WWWOORRRMMHOOLLE! YES. I don’t think you frail humans understand how much I love Wormhole, okay? I spin their debut Genesis enough that, in retrospect, it’s one of my favorite recordings from 2016. Between insanely catchy songs and Duncan Bentley’s and Calum Forrest’s ridiculous vocals and perfectly executed Spongebob Squarepants and Spaceballs samples (see “Existence Gap” for my favorite example), I was smitten. When I saw them live with their current lineup during 2019’s fantastic Tech Trek, my heart, among other things, throbbed for more Wormhole. Lo and behold, The Weakest Among Us beckons. I heed its guttural cry.
Karen, Plankton’s computer wife, defines “seaweed” as, and I quote, “50% sea, 50% weed.” I define Wormhole as “50% worm, 50% hole,” where “worm” represents tech-death and “hole” represents slam. I rarely encounter genre-blending bands who can evenly balance the weight each constituent style bears upon their respective sounds, but Wormhole might be the first to find a perfect 50/50 distribution. Moreover, despite possessing trace genetic material inherited from progenitors ranging between Gutalax and Vulvodynia to Blade of Horus to Augury and even Artificial Brain, Wormhole still sounds only like Wormhole.
That’s quite a feat, especially considering key lineup changes that occurred between albums one and two. Duncan Bentley and Calum Forrest no longer participate in Wormhole affairs. Instead, Perihelion‘s Anshuman Goswami drags our spines out of our slippery orifices with his subterranean expulsions, and while he might not be as versatile or coherent as Bentley, he’s a better fit for the band’s sound. A human drummer (Matt Tillett) beats genuine skins this time, too, which improves the rhythm section by orders of magnitude compared to the programmed debut (“Quad MB”). Lastly, the addition of session bassist Alex Weber offers an entirely new sound for the low end (“D-S3”).

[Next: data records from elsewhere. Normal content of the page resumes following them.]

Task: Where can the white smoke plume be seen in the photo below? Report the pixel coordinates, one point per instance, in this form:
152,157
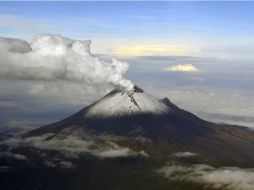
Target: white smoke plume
54,57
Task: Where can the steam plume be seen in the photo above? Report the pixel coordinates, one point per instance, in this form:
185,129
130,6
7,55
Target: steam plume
54,57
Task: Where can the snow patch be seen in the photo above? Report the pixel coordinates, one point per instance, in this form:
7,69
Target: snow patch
123,103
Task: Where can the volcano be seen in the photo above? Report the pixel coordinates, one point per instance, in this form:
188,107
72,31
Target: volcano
138,115
118,141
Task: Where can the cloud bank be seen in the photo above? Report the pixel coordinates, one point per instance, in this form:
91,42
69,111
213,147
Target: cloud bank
229,178
54,57
182,68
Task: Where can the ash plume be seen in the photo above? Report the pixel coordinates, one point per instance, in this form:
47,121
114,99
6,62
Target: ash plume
54,57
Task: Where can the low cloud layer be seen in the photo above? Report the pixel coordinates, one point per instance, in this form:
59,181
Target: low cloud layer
228,178
74,145
153,49
181,68
54,57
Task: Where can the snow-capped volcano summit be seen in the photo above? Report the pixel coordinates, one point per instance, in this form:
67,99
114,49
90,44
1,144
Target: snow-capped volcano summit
120,102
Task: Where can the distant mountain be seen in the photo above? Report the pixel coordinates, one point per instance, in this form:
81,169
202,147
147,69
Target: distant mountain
124,136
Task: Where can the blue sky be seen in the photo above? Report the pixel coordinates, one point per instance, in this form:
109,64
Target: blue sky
205,28
199,54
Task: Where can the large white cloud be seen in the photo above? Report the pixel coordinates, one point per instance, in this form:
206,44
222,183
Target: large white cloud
229,178
53,57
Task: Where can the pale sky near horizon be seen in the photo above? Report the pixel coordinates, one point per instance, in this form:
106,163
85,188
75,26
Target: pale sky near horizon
199,54
210,29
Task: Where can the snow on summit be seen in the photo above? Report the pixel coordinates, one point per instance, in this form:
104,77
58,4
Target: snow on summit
120,102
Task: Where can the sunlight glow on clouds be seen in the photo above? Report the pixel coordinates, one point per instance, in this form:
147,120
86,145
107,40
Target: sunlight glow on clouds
153,49
182,68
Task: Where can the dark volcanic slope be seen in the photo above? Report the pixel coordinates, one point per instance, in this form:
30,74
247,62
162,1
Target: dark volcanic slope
170,131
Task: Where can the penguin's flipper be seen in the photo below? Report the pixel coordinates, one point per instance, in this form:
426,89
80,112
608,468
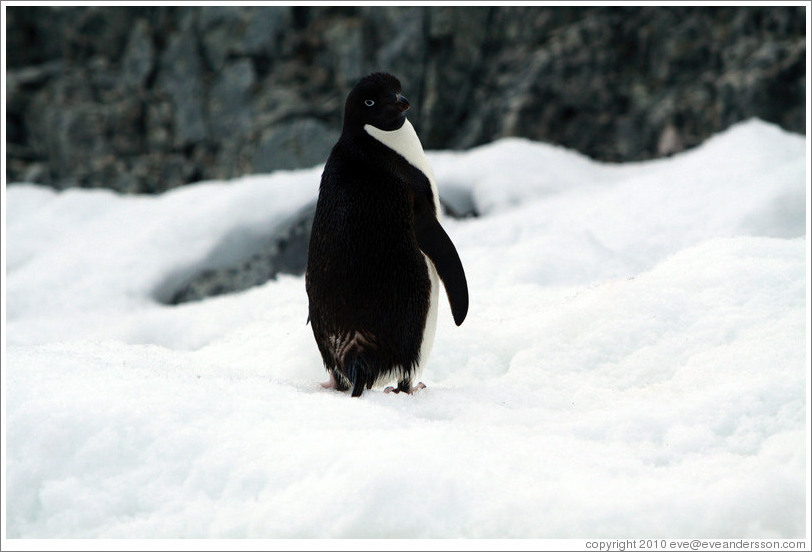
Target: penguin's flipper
437,246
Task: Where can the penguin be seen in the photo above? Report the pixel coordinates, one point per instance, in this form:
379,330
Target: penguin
377,249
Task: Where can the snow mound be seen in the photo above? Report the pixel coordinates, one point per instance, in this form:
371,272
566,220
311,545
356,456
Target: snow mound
634,361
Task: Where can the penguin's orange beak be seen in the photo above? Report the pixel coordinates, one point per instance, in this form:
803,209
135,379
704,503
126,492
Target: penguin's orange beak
401,103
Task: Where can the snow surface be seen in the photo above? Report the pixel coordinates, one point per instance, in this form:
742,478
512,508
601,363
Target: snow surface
633,364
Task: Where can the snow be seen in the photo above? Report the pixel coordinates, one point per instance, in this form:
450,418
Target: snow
634,362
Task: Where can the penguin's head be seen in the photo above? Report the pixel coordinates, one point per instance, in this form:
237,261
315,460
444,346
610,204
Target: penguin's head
376,101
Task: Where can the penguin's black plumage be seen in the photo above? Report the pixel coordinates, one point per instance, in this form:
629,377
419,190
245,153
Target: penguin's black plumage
377,247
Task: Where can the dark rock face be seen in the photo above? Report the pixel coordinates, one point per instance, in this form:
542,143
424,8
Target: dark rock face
143,99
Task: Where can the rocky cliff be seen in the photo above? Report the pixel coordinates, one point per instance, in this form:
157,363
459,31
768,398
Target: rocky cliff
142,99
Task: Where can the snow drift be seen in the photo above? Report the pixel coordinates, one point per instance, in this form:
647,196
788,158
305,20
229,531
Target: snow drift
634,361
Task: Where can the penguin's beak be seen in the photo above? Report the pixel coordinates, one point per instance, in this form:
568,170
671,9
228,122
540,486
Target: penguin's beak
401,103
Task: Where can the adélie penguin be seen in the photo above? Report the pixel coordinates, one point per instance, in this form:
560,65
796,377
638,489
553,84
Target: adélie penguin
377,250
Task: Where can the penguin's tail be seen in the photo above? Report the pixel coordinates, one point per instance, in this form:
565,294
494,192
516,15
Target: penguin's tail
359,373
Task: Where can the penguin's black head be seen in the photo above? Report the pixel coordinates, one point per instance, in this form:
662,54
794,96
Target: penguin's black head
375,101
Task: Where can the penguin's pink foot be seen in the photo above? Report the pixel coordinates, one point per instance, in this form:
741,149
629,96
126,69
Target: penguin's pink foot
420,385
331,383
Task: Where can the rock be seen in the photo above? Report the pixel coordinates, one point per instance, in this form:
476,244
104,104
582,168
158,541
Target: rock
230,108
283,252
181,79
173,94
139,56
295,144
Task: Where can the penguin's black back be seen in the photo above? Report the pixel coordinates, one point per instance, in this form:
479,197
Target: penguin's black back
367,280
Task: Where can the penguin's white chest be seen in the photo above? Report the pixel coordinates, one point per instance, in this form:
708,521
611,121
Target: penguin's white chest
405,142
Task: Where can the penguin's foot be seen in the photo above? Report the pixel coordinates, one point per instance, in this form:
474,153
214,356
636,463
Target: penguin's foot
332,383
411,390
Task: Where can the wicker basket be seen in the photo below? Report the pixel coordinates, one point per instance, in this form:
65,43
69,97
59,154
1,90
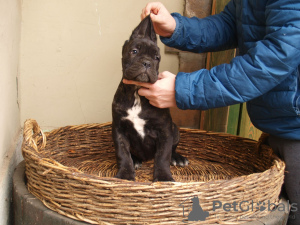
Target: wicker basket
71,171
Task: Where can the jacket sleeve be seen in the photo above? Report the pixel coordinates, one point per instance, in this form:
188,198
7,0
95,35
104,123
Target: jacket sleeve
213,33
262,68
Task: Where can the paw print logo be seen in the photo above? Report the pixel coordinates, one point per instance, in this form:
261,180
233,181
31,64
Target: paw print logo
261,206
197,213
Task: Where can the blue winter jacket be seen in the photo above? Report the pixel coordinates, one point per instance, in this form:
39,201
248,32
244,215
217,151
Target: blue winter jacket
266,72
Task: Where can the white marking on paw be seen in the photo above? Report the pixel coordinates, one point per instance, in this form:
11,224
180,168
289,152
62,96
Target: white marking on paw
133,116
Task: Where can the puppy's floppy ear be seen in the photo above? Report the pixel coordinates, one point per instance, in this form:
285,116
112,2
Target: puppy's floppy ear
145,30
124,46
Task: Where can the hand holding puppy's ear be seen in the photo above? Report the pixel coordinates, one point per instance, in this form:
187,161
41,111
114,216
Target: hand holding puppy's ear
164,24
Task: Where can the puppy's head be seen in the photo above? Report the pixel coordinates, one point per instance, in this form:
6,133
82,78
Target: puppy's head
140,54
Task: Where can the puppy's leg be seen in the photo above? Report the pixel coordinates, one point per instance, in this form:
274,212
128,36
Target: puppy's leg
137,163
177,159
162,159
124,160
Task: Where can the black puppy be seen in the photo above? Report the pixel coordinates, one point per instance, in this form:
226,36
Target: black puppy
140,130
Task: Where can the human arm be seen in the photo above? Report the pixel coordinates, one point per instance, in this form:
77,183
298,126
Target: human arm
265,65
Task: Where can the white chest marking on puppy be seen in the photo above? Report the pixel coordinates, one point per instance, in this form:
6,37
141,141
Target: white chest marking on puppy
133,116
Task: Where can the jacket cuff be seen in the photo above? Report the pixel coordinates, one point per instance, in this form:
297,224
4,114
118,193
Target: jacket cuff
169,41
182,91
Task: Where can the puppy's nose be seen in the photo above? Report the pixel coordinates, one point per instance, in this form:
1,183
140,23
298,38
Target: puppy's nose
146,64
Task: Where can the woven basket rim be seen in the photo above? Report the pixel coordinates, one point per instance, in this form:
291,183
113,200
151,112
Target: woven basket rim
277,163
35,140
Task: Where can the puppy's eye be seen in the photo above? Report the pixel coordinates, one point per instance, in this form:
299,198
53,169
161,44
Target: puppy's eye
134,51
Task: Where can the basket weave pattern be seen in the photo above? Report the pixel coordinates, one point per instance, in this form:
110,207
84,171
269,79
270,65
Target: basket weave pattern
71,171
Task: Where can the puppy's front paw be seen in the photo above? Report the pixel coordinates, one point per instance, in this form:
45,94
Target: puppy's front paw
126,175
179,160
137,163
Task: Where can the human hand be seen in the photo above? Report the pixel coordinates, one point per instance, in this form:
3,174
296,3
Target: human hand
164,24
161,94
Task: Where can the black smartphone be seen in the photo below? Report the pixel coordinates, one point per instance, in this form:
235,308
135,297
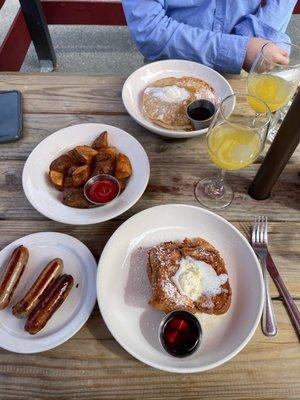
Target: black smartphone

There can be no doubt that Wormhole is not the same entity it was in 2016, but two very related things haven’t changed one bit. Brothers Sanil and Sanjay Kumar remain highly capable guitarists with an innate ability to carve chunky slams out of the tech-death bedrock. A classic Spongebob Squarepants sample—a Wormhole release is incomplete without at least one—kicks off a gargantuan riff in “rA9_myth,” the energy from which sustains throughout. “D-S3” and closer “Ingswarm” merge Artificial Brain-esque disso-melodies with riffs that could have made a home on a mutated Terra Incognita, each supplemented with unexpected counterpoint by the bass guitar. “The Gas System” illustrates the founding members’ concrete sense of pacing, keeping their licks in the sweet spot while Tillett keeps the whole enchilada in the hot pocket. “Ultrafrigid” even ventures towards something resembling the neoclassical, but not so close that it becomes an outlier, and again immensely benefits from Weber’s smooth bass tone. The end result is a tight 28 minutes of fervent tech-slam.
There’s something nagging at me about The Weakest Among Us, though. I haven’t figured out what the cause is yet, but this album feels like a step down from its predecessor. Maybe it’s the compressed—but not heavily limited, as the numerical DR value might suggest1—master, which renders everything a touch flat for my tastes. Maybe it’s the hypermodern atmosphere, which is as polished and clinical as Squidward’s dystopian, chrome-laden FUTURE. It might just be that the record isn’t as immediate or memorable as Genesis was. Certain riffs appear generic as well (see “Wave Quake Generator Plasma Artillery Cannon”), especially when compared to the tsunami of kick-ass bops inundating Genesis, which certainly doesn’t help Wormhole in the never-ending battle against the infamous sophomore slump.
Nonetheless, the blinding intensity of my love for this band clouds my judgment. I can’t help it. I find so few modern tech-slam bands compelling, but Wormhole and Blade of Horus, and by extension Vulvodynia (though I’m not sure they tech enough to qualify) exude that intangible quality which sets them apart. The Weakest Among Us boasts lesser initial impact than Genesis, but I expect it to gain traction in my listening rotation as time passes. In a word, WWWOOOORRRRMMMHHOOOLLLE!